According to a new editorial in the Canadian Medical Association Journal, written by Dr. Matthew Stanbrook, mental health professionals must change their attitudes when dealing with patients suffering from substance addiction.

In Stanbrook’s view, health care professionals and society view addiction as a choice, rather than a disease. This view is harmful to patients, who may have severe physiological problems hampering their abilities to overcome addiction. The negative views and attitudes towards addiction are more likely to lead an addict to return to his preferred substance for support.

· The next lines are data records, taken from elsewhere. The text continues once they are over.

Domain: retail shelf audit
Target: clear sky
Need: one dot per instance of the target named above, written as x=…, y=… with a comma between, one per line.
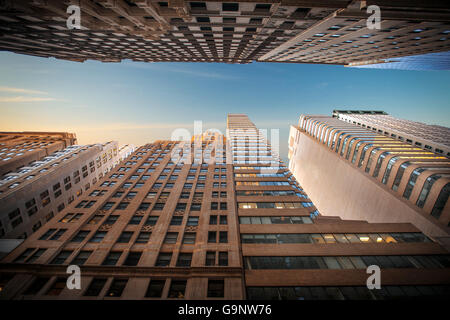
x=140, y=102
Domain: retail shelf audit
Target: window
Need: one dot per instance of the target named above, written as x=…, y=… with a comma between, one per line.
x=95, y=287
x=151, y=221
x=171, y=237
x=117, y=287
x=223, y=236
x=177, y=289
x=192, y=221
x=81, y=258
x=96, y=219
x=212, y=236
x=189, y=237
x=107, y=206
x=210, y=258
x=125, y=237
x=112, y=258
x=223, y=220
x=213, y=220
x=223, y=258
x=58, y=234
x=36, y=286
x=98, y=236
x=133, y=258
x=136, y=219
x=36, y=255
x=143, y=237
x=216, y=288
x=163, y=259
x=80, y=236
x=111, y=219
x=57, y=287
x=184, y=260
x=155, y=288
x=184, y=195
x=158, y=206
x=176, y=221
x=122, y=206
x=230, y=6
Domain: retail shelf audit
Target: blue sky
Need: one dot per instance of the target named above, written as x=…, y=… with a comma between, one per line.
x=141, y=102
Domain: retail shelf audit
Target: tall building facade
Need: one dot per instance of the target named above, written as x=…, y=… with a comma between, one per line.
x=216, y=217
x=371, y=167
x=291, y=31
x=35, y=192
x=20, y=148
x=433, y=138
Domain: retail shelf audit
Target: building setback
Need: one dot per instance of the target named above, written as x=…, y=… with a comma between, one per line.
x=216, y=226
x=36, y=191
x=291, y=31
x=20, y=148
x=366, y=171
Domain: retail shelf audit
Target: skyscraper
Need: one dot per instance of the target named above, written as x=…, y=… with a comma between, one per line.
x=295, y=31
x=33, y=193
x=20, y=148
x=429, y=137
x=207, y=219
x=368, y=165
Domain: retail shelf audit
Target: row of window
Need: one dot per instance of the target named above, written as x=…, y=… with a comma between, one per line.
x=281, y=238
x=275, y=220
x=274, y=205
x=177, y=288
x=348, y=262
x=260, y=193
x=348, y=293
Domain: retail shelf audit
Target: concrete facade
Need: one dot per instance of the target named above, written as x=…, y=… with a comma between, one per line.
x=321, y=159
x=235, y=225
x=293, y=31
x=34, y=194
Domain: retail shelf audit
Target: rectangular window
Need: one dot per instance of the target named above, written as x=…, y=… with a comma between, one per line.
x=223, y=258
x=133, y=258
x=176, y=221
x=117, y=287
x=223, y=220
x=223, y=236
x=177, y=289
x=189, y=237
x=216, y=288
x=81, y=258
x=151, y=221
x=155, y=288
x=95, y=287
x=143, y=237
x=61, y=257
x=98, y=236
x=80, y=236
x=212, y=236
x=125, y=237
x=163, y=259
x=112, y=258
x=171, y=237
x=192, y=221
x=184, y=260
x=210, y=258
x=57, y=287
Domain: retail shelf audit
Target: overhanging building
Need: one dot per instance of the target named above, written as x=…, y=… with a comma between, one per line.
x=367, y=165
x=219, y=225
x=291, y=31
x=35, y=192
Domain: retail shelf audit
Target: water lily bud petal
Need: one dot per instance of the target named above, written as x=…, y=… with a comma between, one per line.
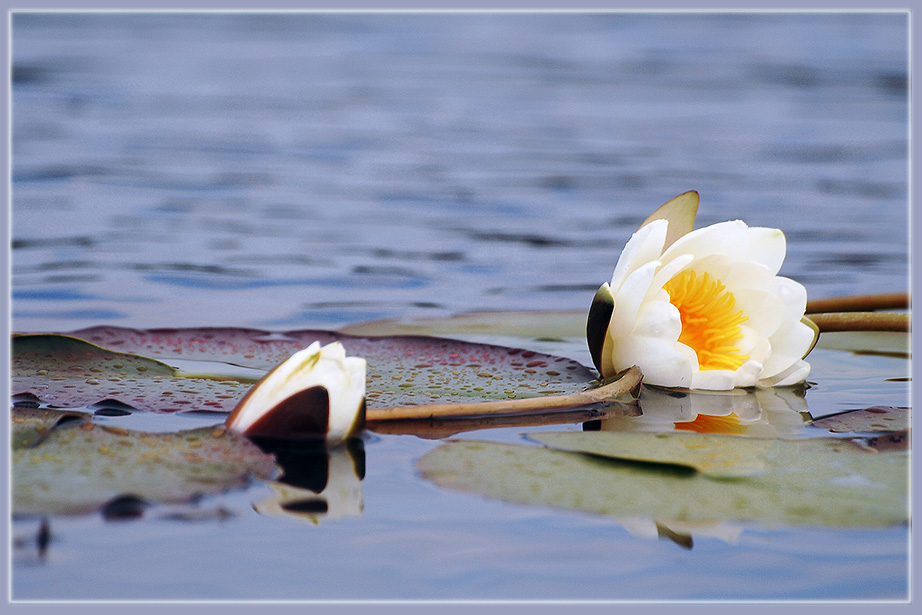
x=316, y=393
x=706, y=312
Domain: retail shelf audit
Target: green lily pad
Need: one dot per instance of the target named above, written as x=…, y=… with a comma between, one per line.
x=402, y=370
x=79, y=468
x=822, y=483
x=65, y=371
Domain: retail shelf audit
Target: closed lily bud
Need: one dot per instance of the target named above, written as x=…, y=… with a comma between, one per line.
x=317, y=393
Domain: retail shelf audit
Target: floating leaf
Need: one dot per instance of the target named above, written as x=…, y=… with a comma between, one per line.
x=402, y=370
x=803, y=483
x=520, y=324
x=876, y=418
x=79, y=469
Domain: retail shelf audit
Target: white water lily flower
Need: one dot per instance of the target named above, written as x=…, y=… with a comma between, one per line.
x=317, y=392
x=706, y=312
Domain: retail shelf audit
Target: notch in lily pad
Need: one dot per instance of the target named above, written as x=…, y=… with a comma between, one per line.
x=318, y=393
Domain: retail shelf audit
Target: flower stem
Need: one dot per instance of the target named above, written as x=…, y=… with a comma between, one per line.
x=862, y=321
x=861, y=303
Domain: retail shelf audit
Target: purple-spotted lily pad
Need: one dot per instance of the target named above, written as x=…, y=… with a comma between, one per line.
x=79, y=468
x=29, y=426
x=402, y=370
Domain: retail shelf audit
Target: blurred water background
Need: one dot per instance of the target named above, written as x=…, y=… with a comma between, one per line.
x=316, y=170
x=320, y=169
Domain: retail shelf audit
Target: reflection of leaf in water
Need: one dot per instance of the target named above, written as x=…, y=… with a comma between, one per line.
x=29, y=426
x=806, y=482
x=876, y=418
x=403, y=370
x=79, y=468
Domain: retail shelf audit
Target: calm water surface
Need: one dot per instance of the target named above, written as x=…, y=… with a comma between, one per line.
x=320, y=170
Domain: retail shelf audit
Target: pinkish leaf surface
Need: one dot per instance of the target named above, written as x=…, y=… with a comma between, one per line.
x=402, y=370
x=79, y=468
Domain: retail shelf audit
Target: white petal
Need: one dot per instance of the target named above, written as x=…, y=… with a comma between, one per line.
x=747, y=374
x=748, y=274
x=644, y=246
x=795, y=374
x=315, y=366
x=722, y=238
x=661, y=362
x=659, y=319
x=753, y=344
x=766, y=246
x=764, y=311
x=629, y=297
x=712, y=380
x=794, y=296
x=670, y=270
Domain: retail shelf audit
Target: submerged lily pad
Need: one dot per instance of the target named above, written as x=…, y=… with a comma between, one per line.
x=801, y=483
x=402, y=370
x=80, y=468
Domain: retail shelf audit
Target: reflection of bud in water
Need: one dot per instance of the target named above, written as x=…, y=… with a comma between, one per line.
x=317, y=482
x=682, y=532
x=767, y=413
x=317, y=392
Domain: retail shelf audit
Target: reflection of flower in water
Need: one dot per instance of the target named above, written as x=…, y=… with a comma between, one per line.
x=701, y=309
x=318, y=484
x=767, y=413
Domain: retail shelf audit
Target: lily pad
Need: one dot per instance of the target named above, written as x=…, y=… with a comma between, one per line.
x=80, y=468
x=402, y=370
x=820, y=483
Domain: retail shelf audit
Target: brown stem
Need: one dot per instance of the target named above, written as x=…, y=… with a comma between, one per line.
x=862, y=321
x=861, y=303
x=627, y=383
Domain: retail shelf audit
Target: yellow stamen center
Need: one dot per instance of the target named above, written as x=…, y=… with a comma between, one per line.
x=710, y=320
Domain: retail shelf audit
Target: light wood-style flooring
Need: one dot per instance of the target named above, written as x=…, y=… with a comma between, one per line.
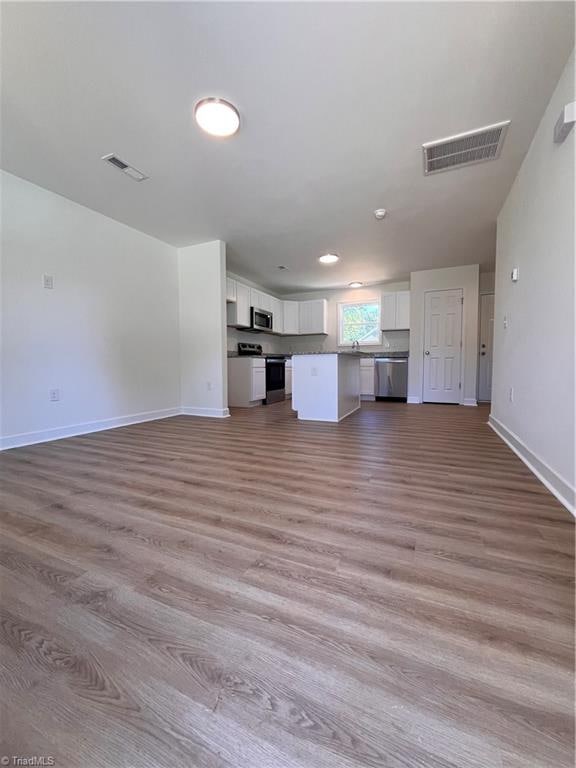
x=255, y=592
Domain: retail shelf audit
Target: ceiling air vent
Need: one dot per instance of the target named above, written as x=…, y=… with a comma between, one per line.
x=134, y=173
x=464, y=148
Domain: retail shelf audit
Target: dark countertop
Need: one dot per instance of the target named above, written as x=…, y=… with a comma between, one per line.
x=355, y=353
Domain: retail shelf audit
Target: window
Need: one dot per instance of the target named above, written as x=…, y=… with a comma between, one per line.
x=359, y=321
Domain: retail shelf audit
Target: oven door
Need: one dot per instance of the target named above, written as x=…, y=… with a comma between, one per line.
x=275, y=381
x=261, y=320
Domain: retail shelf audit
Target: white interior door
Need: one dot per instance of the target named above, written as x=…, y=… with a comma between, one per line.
x=486, y=339
x=442, y=346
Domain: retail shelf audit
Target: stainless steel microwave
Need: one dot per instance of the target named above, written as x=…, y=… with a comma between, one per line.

Understanding Substance Abuse

Dr. Stanbrook states in the editorial that, whether it’s crack cocaine, heroin, methadone, cigarettes, alcohol or other substances, the process is the same. Each chemical makes changes in the brain that must be dealt with, so stating that it is the addict’s fault that he keeps reaching for the substance is counterproductive. For an addict to break the bonds of addiction, he needs support, counseling, and time. In some cases, substitutes are needed to provide modified brain chemicals, as receptors and chemicals have been blocked or altered.

Changing Attitudes Towards Addiction and Addicts

Cocaine addiction's effects on the brain are significant. Image by Brookhaven National Library

Addiction affects the brain. Nerve receptors, particularly pleasure sensors, can be modified by the chemicals in the substance. The receptors may stop recognizing regular pleasure chemicals, instead only choosing the substance chemicals. Some chemicals produce large amounts of pleasure through production of pleasure chemicals, which drives people to return for the euphoric feeling that they associate with the substance.

The way to improve treatment of addicts, according to Stanbrook, is to start by changing how people view addiction. Instead of a personal choice, society must understand that it is a chemical dependency that changes the brain. Society must resist placing blame on the addict, instead offering needed support and services to overcome chemical dependency.